If the intended use is the only thing you're using it for, then you should have nothing to worry about. When DatabasePostgres::nextSequenceValue() starts returning null, it will be doing so because DatabasePostgres::insert() and DatabasePostgres::insertId() are prepared to correctly handle receiving null for the column.

[1]: In PostgreSQL terms, for 'column' when that is declared column INTEGER NOT NULL DEFAULT nextval('table_column_seq'::regclass) a.k.a. column SERIAL.

  1. Have nextSequenceValue() return some placeholder that insert() (or makeList() or whatever) turns into the DEFAULT keyword.

This was the idea I had. It would be like Database::anyChar(). If any callers intractably need to have array elements for inserting into autoincrement columns, we could introduce Database::defaultValue() which would work the same way except it would not require a sequence name.

  1. Have a before-insert trigger on every SERIAL column that turns NULL into the appropriate sequence value.

:P

I see only a few places in core and deployed extensions where the value returned from nextSequenceValue() is used for something other than being passed to insert(). In all cases, it's assuming a non-null value is the ID it needs and skipping the call to insertId().

Those will need to be fixed.

Change 353182 had a related patch set uploaded (by Anomie; owner: Anomie):
[mediawiki/core@master] Fix usage of $db->nextSequenceValue()

https://gerrit.wikimedia.org/r/353182

Change 353183 had a related patch set uploaded (by Anomie; owner: Anomie):
[mediawiki/extensions/Echo@master] Fix usage of $db->nextSequenceValue()

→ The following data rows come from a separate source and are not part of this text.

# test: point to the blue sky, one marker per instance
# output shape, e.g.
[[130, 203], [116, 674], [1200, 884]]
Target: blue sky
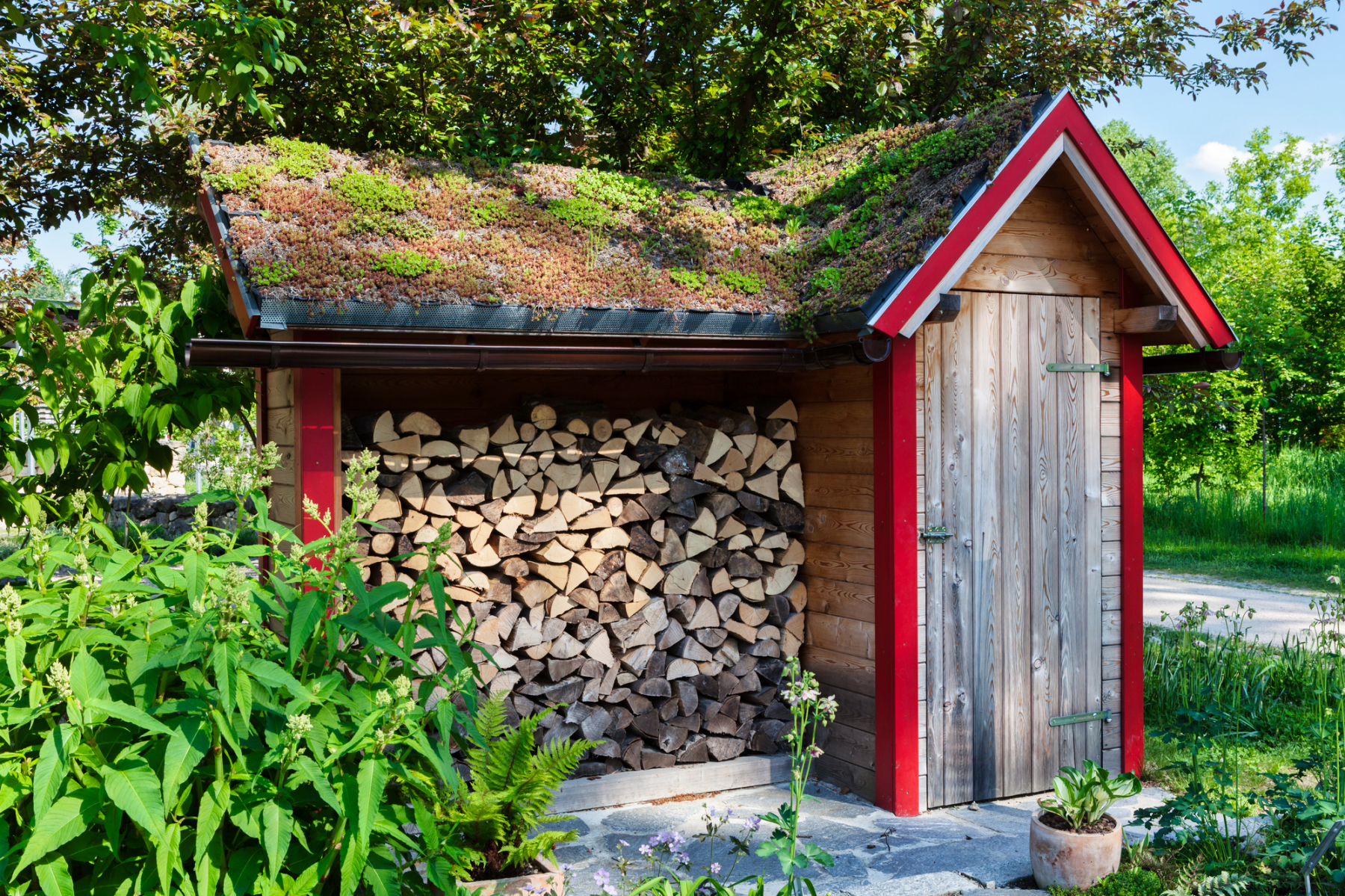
[[1302, 100]]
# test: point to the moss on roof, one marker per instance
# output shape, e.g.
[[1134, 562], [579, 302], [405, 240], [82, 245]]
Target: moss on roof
[[329, 226]]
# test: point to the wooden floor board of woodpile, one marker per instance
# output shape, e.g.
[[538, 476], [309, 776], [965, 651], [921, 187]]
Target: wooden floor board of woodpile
[[640, 571]]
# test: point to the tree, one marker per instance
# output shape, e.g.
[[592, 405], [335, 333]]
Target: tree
[[97, 94], [1276, 268]]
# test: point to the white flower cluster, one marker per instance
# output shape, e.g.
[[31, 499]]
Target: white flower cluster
[[11, 606]]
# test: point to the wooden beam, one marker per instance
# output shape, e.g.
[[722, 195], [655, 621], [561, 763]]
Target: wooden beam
[[1131, 546], [897, 576], [1145, 319]]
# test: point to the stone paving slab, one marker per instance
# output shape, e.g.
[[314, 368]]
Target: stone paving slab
[[942, 853]]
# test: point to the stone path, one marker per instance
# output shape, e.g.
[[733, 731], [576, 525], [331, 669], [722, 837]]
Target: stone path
[[876, 853], [1279, 614]]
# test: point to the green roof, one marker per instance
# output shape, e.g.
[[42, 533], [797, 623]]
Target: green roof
[[323, 232]]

https://gerrit.wikimedia.org/r/353183

Change 353183 merged by jenkins-bot:
[mediawiki/extensions/Echo@master] Fix usage of $db->nextSequenceValue()

https://gerrit.wikimedia.org/r/353183

Change 353182 merged by jenkins-bot:
[mediawiki/core@master] Fix usage of $db->nextSequenceValue()

https://gerrit.wikimedia.org/r/353182

Change 375011 had a related patch set uploaded (by Anomie; owner: Anomie):
[mediawiki/core@master] Deprecate IDatabase::nextSequenceValue()

https://gerrit.wikimedia.org/r/375011

Change 375011 merged by jenkins-bot:
[mediawiki/core@master] Deprecate IDatabase::nextSequenceValue()

https://gerrit.wikimedia.org/r/375011

Anomie claimed this task.

Well, it's deprecated now, so let's mark this as Resolved.